Solved – Factor Analysis: Principal Components vs Maximum Likelihood

factor analysismaximum likelihoodpca

I am using "Applied Multivariate Statistical Analysis" 6th ed by Johnson and Wichern, and in Ch. 10 they detail that factor analysis models can be derived from either Principal Components or a Maximum Likelihood method. After an example, they show that the residual matrix for Maximum Likelihood is smaller than the Principal Components method; therefore it is better. But they never state why it works better, only that it does for most examples.

This might be a broad question but what are the advantages of using a Maximum Likelihood method and why does it work better than using Principal Components for a factor analysis?

Best Answer

The best treatment of this question that I have seen is a 1979 book chapter by Karl Joreskog, "Basic Ideas of Factor and Component Analysis." Sadly, I can't locate a pdf online--it is a classic for readability and succinctness.

Maximum Likelihood is just an estimation method. The real distinction is between principal components analysis (PCA) and common factor analysis (FA). PCA aims to turn p observed variables into p or fewer weighted composites, choosing each additional composite so as to explain the greatest share of variance not explained by the previous composites. Covariance is explained almost by coincidence--the focus is on the p variances.

By contrast, FA accounts for the covariance among a set of p observed variables using k < p common factors PLUS p unique factors (or "error terms"). The p unique factors fit the diagonal elements of the observed variable covariance matrix trivially, leaving zero residuals there. The common factors are chosen so as to best account for covariance among the observed variables, thus minimizing residuals for the off-diagonal elements of the covariance matrix (which are more numerous than the diagonal elements for p > 3). Combining these two features, it should not be surprising that, for the same number of common factors or principal components, the average squared residual, across the entire covariance matrix, will be smaller for a FA model than for a PCA solution--assuming that the covariance matrix is consistent with a common factor model.
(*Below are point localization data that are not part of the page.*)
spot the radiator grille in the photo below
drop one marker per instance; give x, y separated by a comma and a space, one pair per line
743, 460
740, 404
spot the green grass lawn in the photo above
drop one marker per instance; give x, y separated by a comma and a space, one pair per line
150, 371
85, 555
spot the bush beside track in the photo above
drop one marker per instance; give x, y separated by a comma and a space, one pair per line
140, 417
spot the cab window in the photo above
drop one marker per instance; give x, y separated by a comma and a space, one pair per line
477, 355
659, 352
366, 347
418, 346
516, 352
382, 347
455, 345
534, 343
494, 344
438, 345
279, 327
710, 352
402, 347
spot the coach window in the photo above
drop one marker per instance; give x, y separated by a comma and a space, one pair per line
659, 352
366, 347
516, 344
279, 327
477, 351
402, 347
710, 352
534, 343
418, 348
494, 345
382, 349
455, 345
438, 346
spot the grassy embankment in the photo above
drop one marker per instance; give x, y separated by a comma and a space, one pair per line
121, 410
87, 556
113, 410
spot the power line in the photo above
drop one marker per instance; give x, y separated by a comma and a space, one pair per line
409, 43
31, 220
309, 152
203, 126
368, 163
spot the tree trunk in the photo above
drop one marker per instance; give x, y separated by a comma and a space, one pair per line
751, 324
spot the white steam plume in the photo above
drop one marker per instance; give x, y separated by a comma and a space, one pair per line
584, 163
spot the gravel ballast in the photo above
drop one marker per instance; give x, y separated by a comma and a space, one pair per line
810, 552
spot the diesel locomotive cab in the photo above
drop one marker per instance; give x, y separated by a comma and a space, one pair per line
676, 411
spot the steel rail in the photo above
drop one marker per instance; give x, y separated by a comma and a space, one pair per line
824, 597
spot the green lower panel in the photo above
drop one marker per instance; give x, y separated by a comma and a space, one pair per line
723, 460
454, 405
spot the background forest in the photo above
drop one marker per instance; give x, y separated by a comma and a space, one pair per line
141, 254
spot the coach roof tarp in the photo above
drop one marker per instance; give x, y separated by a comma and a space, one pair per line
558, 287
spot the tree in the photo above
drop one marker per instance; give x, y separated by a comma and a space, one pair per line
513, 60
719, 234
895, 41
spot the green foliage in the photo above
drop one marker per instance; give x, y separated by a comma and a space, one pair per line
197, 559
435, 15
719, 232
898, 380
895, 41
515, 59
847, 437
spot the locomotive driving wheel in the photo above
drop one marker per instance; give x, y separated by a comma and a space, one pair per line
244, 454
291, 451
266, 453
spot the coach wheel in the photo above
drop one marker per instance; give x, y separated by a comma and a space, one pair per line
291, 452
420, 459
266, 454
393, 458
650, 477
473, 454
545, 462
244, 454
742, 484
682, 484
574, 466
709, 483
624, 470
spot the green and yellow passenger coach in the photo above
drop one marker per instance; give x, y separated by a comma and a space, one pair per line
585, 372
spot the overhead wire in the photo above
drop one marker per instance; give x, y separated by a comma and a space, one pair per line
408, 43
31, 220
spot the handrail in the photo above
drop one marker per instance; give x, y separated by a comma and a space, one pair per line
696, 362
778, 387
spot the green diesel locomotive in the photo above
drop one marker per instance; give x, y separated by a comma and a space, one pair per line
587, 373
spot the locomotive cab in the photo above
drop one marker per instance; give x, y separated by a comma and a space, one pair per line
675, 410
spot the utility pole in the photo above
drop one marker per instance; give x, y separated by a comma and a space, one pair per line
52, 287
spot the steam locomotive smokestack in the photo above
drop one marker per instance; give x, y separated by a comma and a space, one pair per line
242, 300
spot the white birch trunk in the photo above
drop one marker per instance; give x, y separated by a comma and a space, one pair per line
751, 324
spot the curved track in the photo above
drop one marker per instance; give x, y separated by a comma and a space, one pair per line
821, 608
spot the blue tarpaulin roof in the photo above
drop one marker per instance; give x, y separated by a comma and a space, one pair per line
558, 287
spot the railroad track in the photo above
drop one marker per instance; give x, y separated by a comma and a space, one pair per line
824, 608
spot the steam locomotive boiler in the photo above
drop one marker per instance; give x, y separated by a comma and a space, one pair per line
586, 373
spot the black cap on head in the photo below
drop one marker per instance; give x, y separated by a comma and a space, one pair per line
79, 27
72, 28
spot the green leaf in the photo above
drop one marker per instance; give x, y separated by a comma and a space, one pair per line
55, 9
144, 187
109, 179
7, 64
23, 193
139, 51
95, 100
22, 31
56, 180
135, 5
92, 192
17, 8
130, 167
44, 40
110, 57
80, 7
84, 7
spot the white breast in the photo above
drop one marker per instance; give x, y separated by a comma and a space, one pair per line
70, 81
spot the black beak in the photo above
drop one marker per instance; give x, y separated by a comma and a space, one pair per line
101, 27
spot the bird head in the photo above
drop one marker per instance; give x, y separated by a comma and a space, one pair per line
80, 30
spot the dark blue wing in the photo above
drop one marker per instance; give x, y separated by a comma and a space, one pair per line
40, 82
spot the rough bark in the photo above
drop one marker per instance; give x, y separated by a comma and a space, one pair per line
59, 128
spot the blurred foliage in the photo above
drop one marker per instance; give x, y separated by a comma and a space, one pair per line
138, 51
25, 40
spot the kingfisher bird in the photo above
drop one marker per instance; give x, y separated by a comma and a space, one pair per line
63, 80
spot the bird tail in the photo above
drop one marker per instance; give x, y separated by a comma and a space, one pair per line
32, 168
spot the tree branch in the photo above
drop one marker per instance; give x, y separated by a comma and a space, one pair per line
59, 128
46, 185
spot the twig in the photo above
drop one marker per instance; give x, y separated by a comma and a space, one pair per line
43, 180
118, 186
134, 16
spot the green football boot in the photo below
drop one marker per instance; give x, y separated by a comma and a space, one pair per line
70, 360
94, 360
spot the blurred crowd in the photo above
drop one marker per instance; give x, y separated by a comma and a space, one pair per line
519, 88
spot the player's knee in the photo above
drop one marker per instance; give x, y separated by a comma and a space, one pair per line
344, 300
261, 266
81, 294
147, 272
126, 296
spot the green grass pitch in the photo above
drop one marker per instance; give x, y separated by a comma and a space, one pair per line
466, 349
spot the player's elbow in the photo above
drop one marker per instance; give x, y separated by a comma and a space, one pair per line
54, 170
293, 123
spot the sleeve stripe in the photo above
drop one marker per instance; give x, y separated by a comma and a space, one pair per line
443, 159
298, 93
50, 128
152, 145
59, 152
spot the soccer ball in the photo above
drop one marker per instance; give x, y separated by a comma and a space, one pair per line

It is the fundamental difference in technique, not the difference in estimation method, that is primarily responsible for this difference in performance. Maximum likelihood and generalized least squares estimation of a factor model, for example, are asymptotically equivalent, given assumptions.

Jöreskog, K. G. (1979). Basic ideas of factor and component analysis. Advances in factor analysis and structural equation models, 5-20. Abt Books.